Yes, you could do it in the underlying Linux system but no telling what may happen on the next major DSM update.

Then I'll just send them a feature request and cross my fingers they include it in a future update.

In the meantime, I can just put NFS traffic on the same subnet as management and use one physical port for NFS, one for iSCSI and call it good.
 
What's the benefit of putting iSCSI on a different VLAN? I just run them both over one.

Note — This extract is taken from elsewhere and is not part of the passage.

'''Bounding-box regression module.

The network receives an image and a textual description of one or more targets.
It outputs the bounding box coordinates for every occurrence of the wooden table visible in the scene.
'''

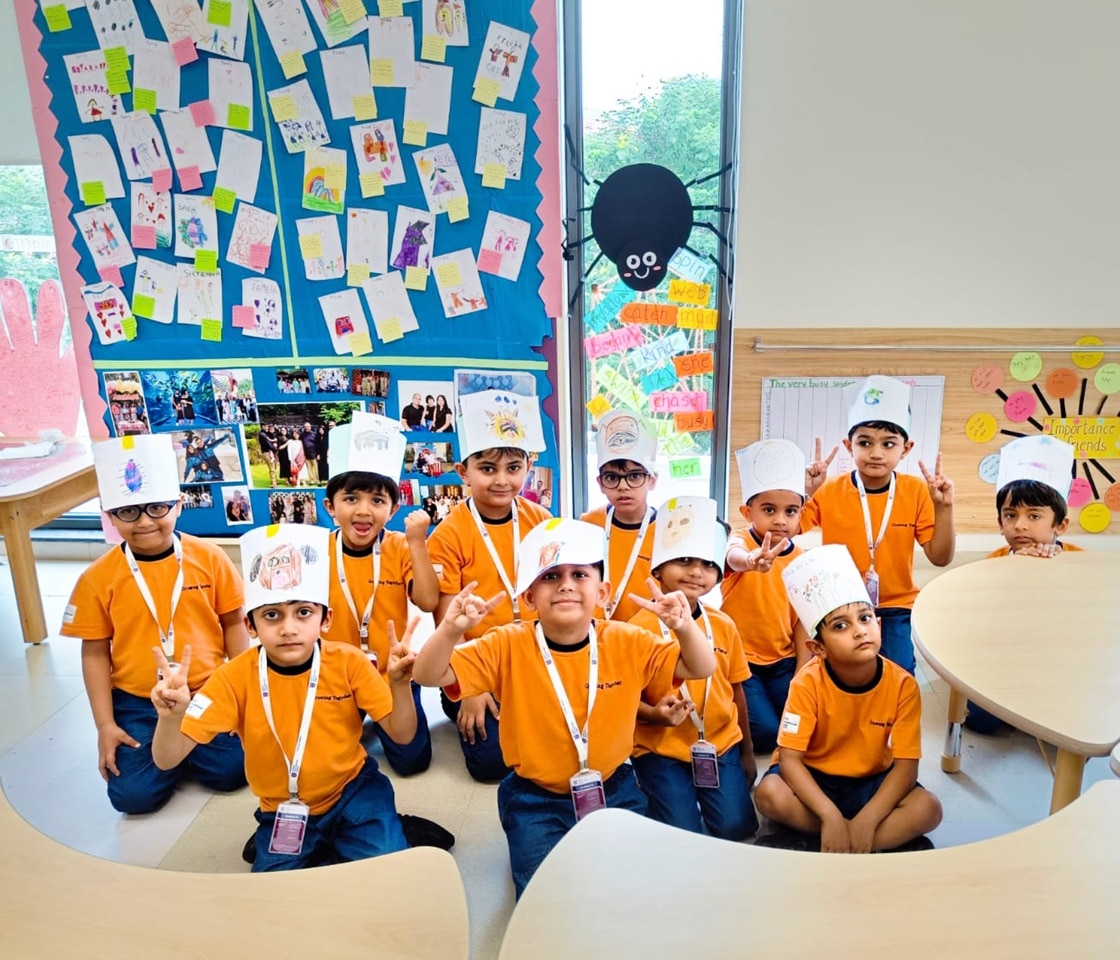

Wow, please tell me you don't do this in production networks. iSCSI, and well really ANY storage traffic should be on its own network. Some network engineers are beyond paranoid (I call them stupid morons) and will literally pitch the idea of separate switches for iSCSI/storage traffic. Storage and vMotion traffic should be contained in their own unroutable vlans. Not only for security but due to the nature of the traffic. I've seen plenty of production networks crash in horrible fashion due to the admins not having an ounce of network education so they were running iscsi and vmotion on the same vlan as production traffic.
 
Wow, please tell me you don't do this in production networks. iSCSI, and well really ANY storage traffic should be on its own network. Some network engineers are beyond paranoid (I call them stupid morons) and will literally pitch the idea of separate switches for iSCSI/storage traffic. Storage and vMotion traffic should be contained in their own unroutable vlans. Not only for security but due to the nature of the traffic. I've seen plenty of production networks crash in horrible fashion due to the admins not having an ounce of network education so they were running iscsi and vmotion on the same vlan as production traffic.

You can rest assured that NetJunkie probably doesn't do this in a production environment.

We're talking about a home lab here :)
 
Wow, please tell me you don't do this in production networks. iSCSI, and well really ANY storage traffic should be on its own network. Some network engineers are beyond paranoid (I call them stupid morons) and will literally pitch the idea of separate switches for iSCSI/storage traffic. Storage and vMotion traffic should be contained in their own unroutable vlans. Not only for security but due to the nature of the traffic. I've seen plenty of production networks crash in horrible fashion due to the admins not having an ounce of network education so they were running iscsi and vmotion on the same vlan as production traffic.

Hi! I don't believe we've met... ;)
 
You can rest assured that NetJunkie probably doesn't do this in a production environment.

We're talking about a home lab here :)

You never know... I am C-level now....

Right now in my home lab I have two NICs on each host dedicated to iSCSI and NFS just goes over the first vmkernel. On my 1813+ I have all 4 NICs in a LACP LAG. iSCSI target and NFS use the same IP.